Student Authors

Cameron P. Thompson '19, Gettysburg College

Alexandra N. Doak '18, Gettysburg College

Erin A. Schroeder '20, Gettysburg College

Naufa Amirani '19, Gettysburg College

Document Type


Publication Date


Department 1



Salmonella enterica is represented by >2,600 serovars that can differ in routes of transmission, host colonization, and in resistance to antimicrobials. S. enterica is the leading bacterial cause of foodborne illness in the United States, with well-established detection methodology. Current surveillance protocols rely on the characterization of a few colonies to represent an entire sample; thus, minority serovars remain undetected. Salmonella contains two CRISPR loci, CRISPR1 and CRISPR2, and the spacer contents of these can be considered serovar specific. We exploited this property to develop an amplicon-based and multiplexed sequencing approach, CRISPR-SeroSeq (serotyping by sequencing of the CRISPR loci), to identify multiple serovars present in a single sample. Using mixed genomic DNA from two Salmonella serovars, we were able to confidently detect a serovar that constituted 0.01% of the sample.
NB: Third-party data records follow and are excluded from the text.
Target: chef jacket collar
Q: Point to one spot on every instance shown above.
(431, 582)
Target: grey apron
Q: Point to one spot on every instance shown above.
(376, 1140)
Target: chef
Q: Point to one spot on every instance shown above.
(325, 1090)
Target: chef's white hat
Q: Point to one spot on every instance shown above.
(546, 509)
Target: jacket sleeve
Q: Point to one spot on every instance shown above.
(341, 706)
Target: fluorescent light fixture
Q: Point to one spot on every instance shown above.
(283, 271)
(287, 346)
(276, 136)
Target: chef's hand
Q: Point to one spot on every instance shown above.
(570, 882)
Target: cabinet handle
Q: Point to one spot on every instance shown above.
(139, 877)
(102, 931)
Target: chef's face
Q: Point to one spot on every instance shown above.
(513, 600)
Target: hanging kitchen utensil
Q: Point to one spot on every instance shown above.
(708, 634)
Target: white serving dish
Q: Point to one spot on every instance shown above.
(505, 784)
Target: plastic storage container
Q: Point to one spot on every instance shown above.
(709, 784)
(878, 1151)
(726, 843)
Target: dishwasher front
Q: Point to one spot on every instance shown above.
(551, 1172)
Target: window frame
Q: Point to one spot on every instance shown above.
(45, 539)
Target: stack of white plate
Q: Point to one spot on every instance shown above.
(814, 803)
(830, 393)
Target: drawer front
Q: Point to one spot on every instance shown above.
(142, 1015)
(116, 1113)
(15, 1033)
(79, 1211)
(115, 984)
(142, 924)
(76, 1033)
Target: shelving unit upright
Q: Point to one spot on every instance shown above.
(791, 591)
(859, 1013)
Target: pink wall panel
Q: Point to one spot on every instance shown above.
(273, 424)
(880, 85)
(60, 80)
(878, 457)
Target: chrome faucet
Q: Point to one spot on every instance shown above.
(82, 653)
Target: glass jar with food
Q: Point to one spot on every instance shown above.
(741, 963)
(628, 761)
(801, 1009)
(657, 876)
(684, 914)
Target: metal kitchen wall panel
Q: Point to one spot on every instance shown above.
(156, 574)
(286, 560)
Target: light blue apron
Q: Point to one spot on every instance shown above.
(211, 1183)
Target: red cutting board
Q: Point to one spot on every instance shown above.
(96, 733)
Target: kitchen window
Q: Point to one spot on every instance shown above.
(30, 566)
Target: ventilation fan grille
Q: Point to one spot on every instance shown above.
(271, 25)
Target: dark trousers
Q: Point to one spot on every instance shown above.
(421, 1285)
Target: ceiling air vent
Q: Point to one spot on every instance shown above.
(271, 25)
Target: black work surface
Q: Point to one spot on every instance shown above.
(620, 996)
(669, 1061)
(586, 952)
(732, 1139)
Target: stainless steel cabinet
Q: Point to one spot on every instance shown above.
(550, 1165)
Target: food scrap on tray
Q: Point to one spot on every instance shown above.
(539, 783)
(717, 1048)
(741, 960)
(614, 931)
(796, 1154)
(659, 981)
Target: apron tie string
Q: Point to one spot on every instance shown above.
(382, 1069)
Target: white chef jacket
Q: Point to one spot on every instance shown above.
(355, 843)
Poultry is a major reservoir of Salmonella spp., including serovars that are frequently associated with human illness, as well as those that are not. Numerous studies have examined the prevalence and diversity of Salmonella spp. in poultry, though these studies were limited to culture-based approaches and therefore only identified abundant serovars. CRISPR-SeroSeq was used to investigate samples from broiler houses and a processing facility. Ninety-one percent of samples harbored multiple serovars, and there was one sample in which four different serovars were detected. In another sample, reads for the minority serovar comprised 0.003% of the total number of Salmonella spacer reads. The most abundant serovars identified were Salmonella enterica serovars Montevideo, Kentucky, Enteritidis, and Typhimurium. CRISPR-SeroSeq also differentiated between multiple strains of some serovars. This high resolution of serovar populations has the potential to be utilized as a powerful tool in the surveillance of Salmonella species.